La même démarche est espérée du ministère de la Défense.

Entre temps, le travail de sensibilisation a été poursuivi par notre équipe de recherche et par les familles de disparus, qui ont adressé un rapport complet à M. Diefenbacher, chargé de mission, et qui ont rencontré le Président du Sénat et le sénateur Guéry, les députés du groupe d’études sur les Rapatriés présidé par Christian Kert, et M. Douste-Blazy.

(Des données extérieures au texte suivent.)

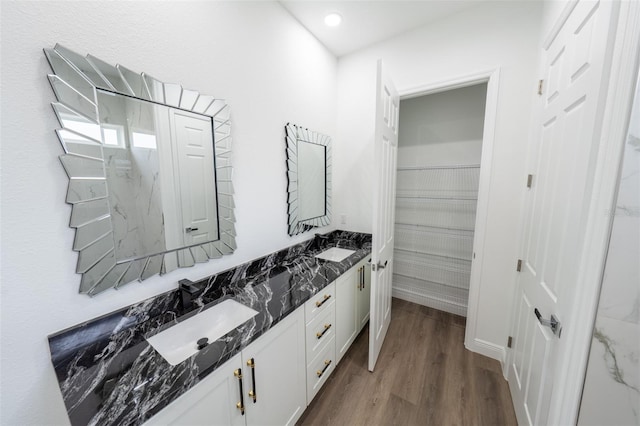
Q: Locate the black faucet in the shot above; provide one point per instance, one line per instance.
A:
(188, 291)
(319, 241)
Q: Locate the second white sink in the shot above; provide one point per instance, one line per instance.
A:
(179, 342)
(335, 254)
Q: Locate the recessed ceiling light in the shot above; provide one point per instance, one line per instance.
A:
(332, 19)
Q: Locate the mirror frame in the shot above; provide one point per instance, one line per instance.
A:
(75, 81)
(294, 134)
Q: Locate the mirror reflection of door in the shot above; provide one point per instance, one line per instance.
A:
(195, 173)
(311, 180)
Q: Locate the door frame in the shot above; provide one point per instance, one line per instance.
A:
(492, 78)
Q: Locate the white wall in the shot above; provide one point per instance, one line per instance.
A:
(254, 55)
(611, 393)
(442, 128)
(500, 34)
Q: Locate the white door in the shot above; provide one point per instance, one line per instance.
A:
(274, 373)
(565, 146)
(194, 141)
(386, 154)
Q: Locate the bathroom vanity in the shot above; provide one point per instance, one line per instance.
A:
(266, 370)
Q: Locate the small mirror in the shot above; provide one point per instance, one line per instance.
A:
(149, 171)
(309, 176)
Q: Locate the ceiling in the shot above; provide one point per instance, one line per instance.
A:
(367, 22)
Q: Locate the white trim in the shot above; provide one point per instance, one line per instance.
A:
(492, 78)
(572, 362)
(555, 30)
(487, 349)
(457, 82)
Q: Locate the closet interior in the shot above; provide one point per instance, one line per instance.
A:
(439, 158)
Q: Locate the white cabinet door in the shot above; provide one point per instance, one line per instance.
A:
(278, 376)
(211, 402)
(346, 315)
(364, 292)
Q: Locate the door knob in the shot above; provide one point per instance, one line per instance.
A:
(552, 323)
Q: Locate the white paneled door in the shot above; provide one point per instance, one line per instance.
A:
(565, 146)
(193, 136)
(386, 154)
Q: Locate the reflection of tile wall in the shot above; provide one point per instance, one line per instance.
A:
(612, 387)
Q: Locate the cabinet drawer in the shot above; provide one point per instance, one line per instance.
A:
(321, 330)
(320, 368)
(319, 302)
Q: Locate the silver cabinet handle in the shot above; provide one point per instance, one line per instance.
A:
(379, 266)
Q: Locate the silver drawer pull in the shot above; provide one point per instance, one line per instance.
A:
(319, 334)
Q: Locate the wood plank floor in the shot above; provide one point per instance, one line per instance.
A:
(424, 376)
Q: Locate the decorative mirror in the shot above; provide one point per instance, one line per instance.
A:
(309, 176)
(149, 166)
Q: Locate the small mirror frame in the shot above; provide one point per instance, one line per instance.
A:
(75, 81)
(293, 134)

Comme il l’a fait pour les harkis, l’État devrait reconnaître les souffrances et les préjudices subis (exode, massacres et enlèvements) par les rapatriés européens et musulmans, qui en 1943-44 ont grandement participé à la Libération et qui depuis 1962 ont donné à la France une pépinière de cadres et de travailleurs (étude de René Mayer).

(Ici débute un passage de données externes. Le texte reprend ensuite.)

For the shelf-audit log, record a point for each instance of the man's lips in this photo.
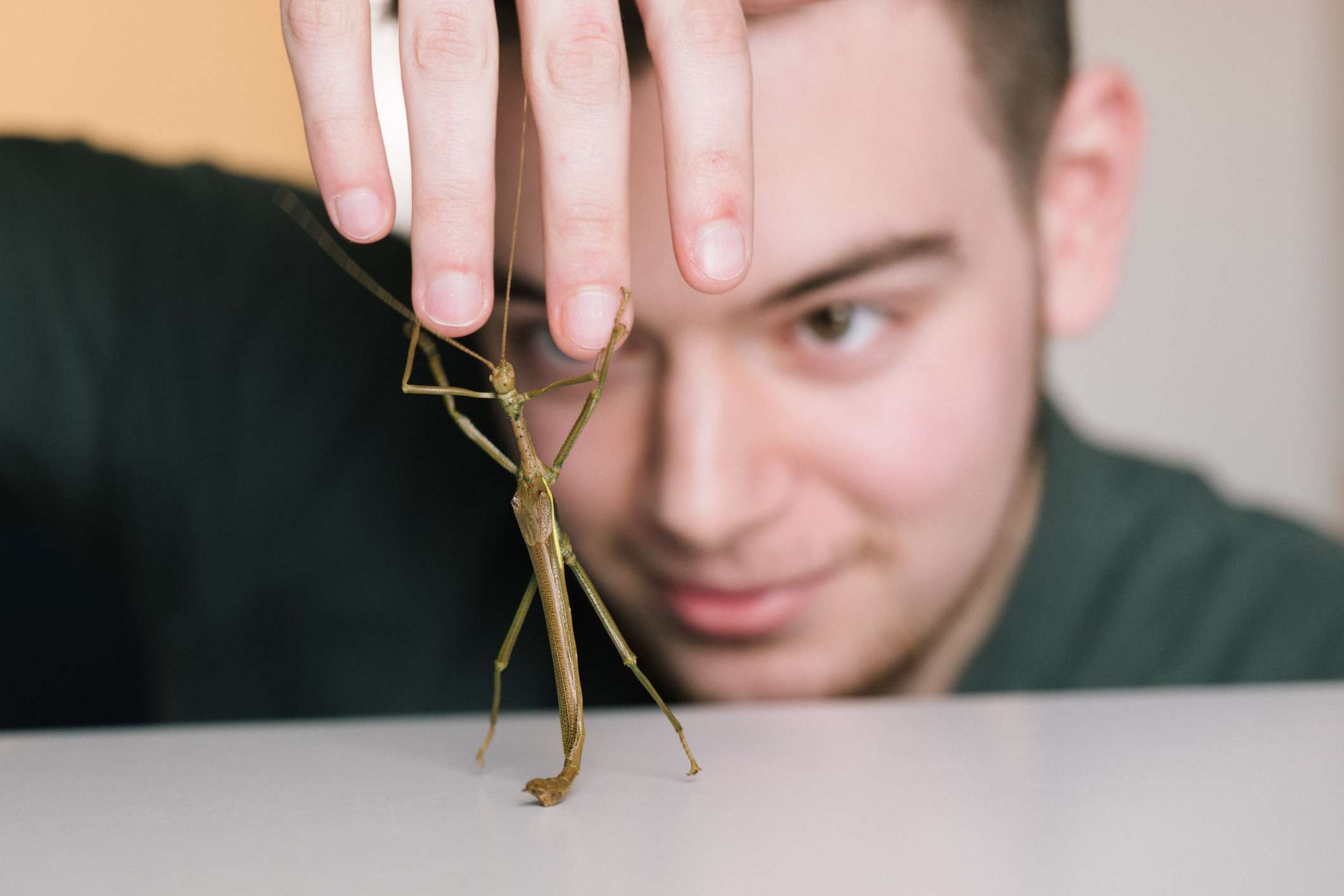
(741, 613)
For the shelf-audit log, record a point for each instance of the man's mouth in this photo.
(743, 613)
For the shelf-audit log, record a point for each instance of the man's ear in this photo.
(1086, 191)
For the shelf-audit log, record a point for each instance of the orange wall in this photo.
(167, 80)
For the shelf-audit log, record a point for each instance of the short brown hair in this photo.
(1022, 53)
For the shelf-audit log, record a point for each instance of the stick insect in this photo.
(534, 506)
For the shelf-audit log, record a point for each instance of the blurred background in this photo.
(1225, 351)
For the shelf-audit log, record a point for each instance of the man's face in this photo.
(790, 489)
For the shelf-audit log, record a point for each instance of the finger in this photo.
(328, 53)
(580, 85)
(451, 77)
(701, 60)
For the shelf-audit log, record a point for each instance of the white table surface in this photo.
(1164, 791)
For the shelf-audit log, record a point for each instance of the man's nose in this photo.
(718, 464)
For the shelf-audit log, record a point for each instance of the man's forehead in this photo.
(863, 127)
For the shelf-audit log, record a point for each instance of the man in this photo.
(839, 477)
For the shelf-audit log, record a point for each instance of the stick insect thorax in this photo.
(534, 504)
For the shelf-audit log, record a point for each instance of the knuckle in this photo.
(713, 29)
(340, 133)
(717, 165)
(451, 43)
(451, 207)
(586, 62)
(589, 225)
(321, 23)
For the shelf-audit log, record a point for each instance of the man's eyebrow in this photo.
(893, 250)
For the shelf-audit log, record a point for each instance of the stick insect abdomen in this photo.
(535, 511)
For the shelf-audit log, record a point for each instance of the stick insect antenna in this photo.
(513, 242)
(290, 202)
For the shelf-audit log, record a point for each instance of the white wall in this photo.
(1227, 344)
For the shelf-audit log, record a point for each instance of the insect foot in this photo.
(547, 790)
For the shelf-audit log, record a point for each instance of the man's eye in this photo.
(839, 327)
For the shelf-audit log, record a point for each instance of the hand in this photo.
(580, 89)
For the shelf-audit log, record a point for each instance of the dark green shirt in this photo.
(215, 502)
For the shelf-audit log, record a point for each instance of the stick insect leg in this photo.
(502, 663)
(596, 395)
(621, 646)
(436, 366)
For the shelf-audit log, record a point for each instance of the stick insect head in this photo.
(502, 378)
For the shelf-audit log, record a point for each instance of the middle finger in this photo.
(574, 58)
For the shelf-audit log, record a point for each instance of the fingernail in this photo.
(720, 250)
(587, 316)
(454, 298)
(361, 214)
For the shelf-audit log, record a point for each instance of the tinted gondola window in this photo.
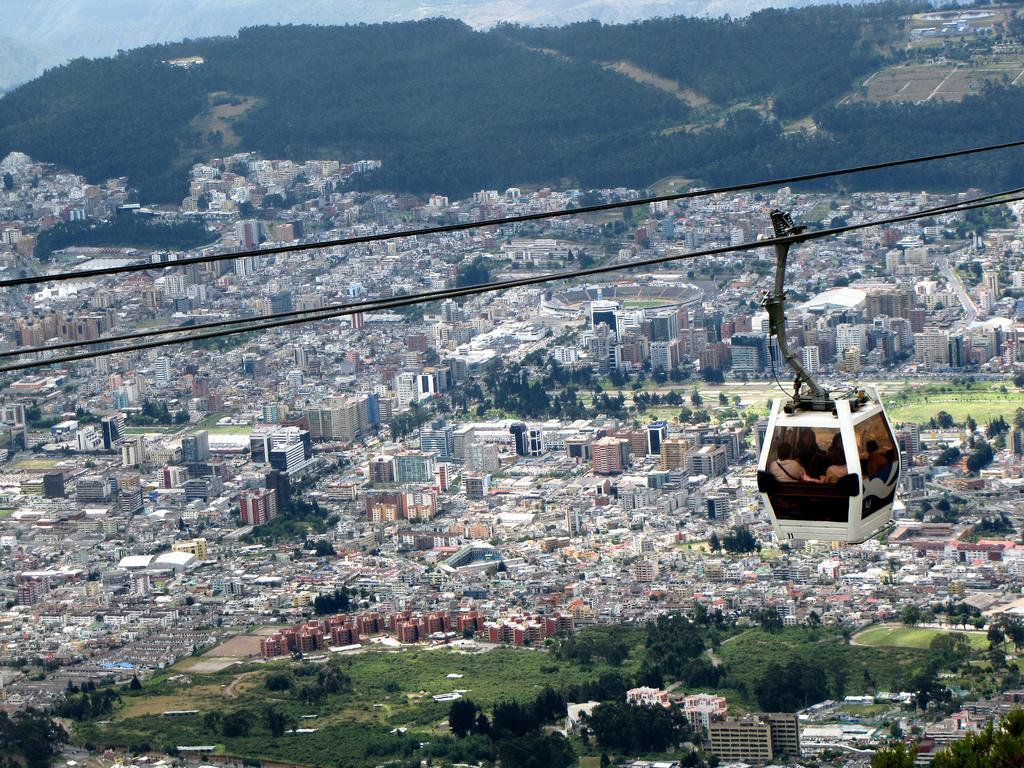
(879, 463)
(807, 464)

Que peut-on attendre de ces recherches ?
Confirmation de la présomption des décès - Vérification des noms (à comparer avec listes cap. Leclair) et du nombre des disparus.
Compte-tenu difficultés rencontrées par le CICR en 1963, il paraît douteux que l’on puisse obtenir la coopération de l’Algérie, 40 ans après, pour découvrir des charniers, sauf à trouver sur place des témoins de bonne foi (aide éventuelle des supplétifs, exemple G.)

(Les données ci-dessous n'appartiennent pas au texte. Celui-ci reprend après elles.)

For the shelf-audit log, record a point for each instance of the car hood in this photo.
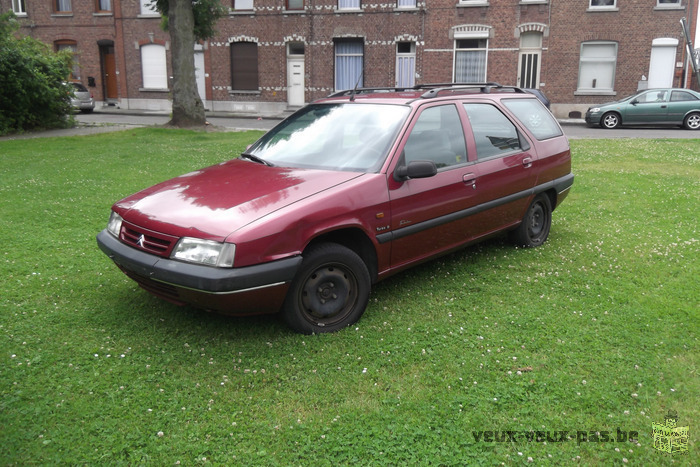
(216, 201)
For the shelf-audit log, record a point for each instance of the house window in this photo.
(243, 5)
(148, 9)
(597, 67)
(103, 6)
(62, 6)
(154, 67)
(406, 4)
(19, 7)
(405, 64)
(470, 60)
(72, 48)
(349, 59)
(244, 66)
(603, 3)
(348, 4)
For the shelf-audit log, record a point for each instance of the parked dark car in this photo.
(345, 192)
(668, 106)
(81, 99)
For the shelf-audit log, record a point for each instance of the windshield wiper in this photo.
(255, 158)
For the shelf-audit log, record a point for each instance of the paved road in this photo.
(105, 121)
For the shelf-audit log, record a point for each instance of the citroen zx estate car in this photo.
(346, 192)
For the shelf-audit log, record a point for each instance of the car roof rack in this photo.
(433, 89)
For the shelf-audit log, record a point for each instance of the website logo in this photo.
(670, 438)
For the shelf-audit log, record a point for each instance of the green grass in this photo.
(595, 331)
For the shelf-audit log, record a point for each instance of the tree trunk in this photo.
(188, 110)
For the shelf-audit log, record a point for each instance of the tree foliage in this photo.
(187, 21)
(206, 14)
(32, 89)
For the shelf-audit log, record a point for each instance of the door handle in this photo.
(469, 179)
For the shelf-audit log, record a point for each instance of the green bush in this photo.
(31, 82)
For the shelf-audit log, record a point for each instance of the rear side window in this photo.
(494, 134)
(535, 117)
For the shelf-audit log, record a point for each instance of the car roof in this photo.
(422, 92)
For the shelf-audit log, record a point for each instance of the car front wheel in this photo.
(330, 291)
(692, 121)
(610, 120)
(534, 229)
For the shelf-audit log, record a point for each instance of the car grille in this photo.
(146, 240)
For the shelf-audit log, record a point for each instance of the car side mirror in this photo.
(415, 169)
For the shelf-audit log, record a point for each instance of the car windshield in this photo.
(343, 136)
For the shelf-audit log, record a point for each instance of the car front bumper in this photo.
(260, 288)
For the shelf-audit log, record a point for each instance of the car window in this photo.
(652, 96)
(494, 134)
(437, 136)
(679, 96)
(535, 117)
(350, 137)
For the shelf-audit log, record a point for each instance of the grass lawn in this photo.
(594, 334)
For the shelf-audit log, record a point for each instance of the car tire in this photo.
(534, 228)
(610, 120)
(329, 292)
(692, 121)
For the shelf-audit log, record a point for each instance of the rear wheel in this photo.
(692, 121)
(330, 291)
(534, 229)
(610, 120)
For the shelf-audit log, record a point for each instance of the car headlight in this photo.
(114, 226)
(207, 252)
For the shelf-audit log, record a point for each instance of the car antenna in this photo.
(354, 90)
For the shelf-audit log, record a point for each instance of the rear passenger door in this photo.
(504, 167)
(425, 216)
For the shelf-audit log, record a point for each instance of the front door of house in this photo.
(109, 72)
(295, 74)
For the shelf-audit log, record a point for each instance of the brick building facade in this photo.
(271, 55)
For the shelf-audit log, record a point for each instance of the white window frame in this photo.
(154, 67)
(147, 9)
(63, 7)
(587, 60)
(348, 79)
(19, 7)
(243, 5)
(349, 5)
(406, 66)
(597, 6)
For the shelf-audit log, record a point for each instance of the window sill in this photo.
(595, 92)
(472, 4)
(348, 10)
(601, 9)
(249, 92)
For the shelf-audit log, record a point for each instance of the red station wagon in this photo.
(345, 192)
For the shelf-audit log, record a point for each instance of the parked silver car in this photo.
(81, 99)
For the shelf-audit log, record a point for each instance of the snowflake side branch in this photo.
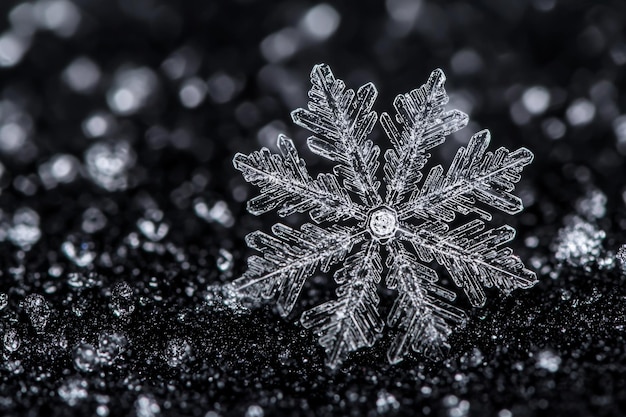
(473, 258)
(473, 175)
(423, 125)
(352, 320)
(285, 182)
(343, 122)
(422, 310)
(289, 258)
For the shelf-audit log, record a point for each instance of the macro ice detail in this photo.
(414, 224)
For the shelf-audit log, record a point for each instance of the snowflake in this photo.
(411, 225)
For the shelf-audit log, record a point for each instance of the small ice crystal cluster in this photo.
(412, 224)
(579, 242)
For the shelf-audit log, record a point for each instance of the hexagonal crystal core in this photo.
(382, 223)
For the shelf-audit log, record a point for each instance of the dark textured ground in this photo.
(557, 349)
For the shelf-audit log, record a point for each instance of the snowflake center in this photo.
(382, 223)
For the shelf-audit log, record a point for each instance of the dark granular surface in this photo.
(122, 213)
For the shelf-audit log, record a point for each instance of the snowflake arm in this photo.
(424, 124)
(289, 258)
(343, 120)
(422, 309)
(285, 182)
(411, 220)
(473, 258)
(352, 320)
(475, 174)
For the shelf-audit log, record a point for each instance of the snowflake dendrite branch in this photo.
(400, 234)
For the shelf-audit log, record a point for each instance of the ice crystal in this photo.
(411, 225)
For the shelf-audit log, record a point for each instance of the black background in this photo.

Maurice Faivre 27 septembre 2003

Difficultés personnelles rencontrées

  • Dérogations pour vérifier témoignages Aussaresse et Louisette (JMO régiments paras)
  • Demande du 28-1-01. Refus 29 mars . Recours à CADA le 5 avril. Séances CADA 3 et 17 mai, 14 juin, avis favorable du 27 juin. Lettre Directeur Cab. du 17 septembre restreint dérogations. Lettre à Cab.mili. Avis favorable Gal Mignot
  • Dérogation pour militaires disparus (divergences de 200 à 1000). Demande 29-1-2002. Intervention Mekachera juin et août 2002. Refus 5 décembre 2002. Relance 1er mars 2003. Soutien Com. Remontet juin 2003. X. Defurt non joignable.
  • Jugement Boupacha libérée 3 mai 1962 à Caen. Lettre Me Jacomet 13 déc. 2002 à Tribunal Grande Instance. Réponse Greffier le 13 janvier 03 (archives non détenues). Archives départementales Calvados, dossier éliminé selon législation en vigueur.
  • Commission Patin. Dérogations 29 août et 4 décembre 2002. Lettre à madame de Boisdeffre le 10 avril 2003, demande citer noms qui sont du domaine public (Vergès, Halimi, Vidal-Naquet etc..). Réponse négative du 20 mai. Respecter anonymat des torturés et des tortionnaires. Appel à CADA, examen le 11 septembre, réponse attendue.
  • Archives services de police Alger refusées par CAOM.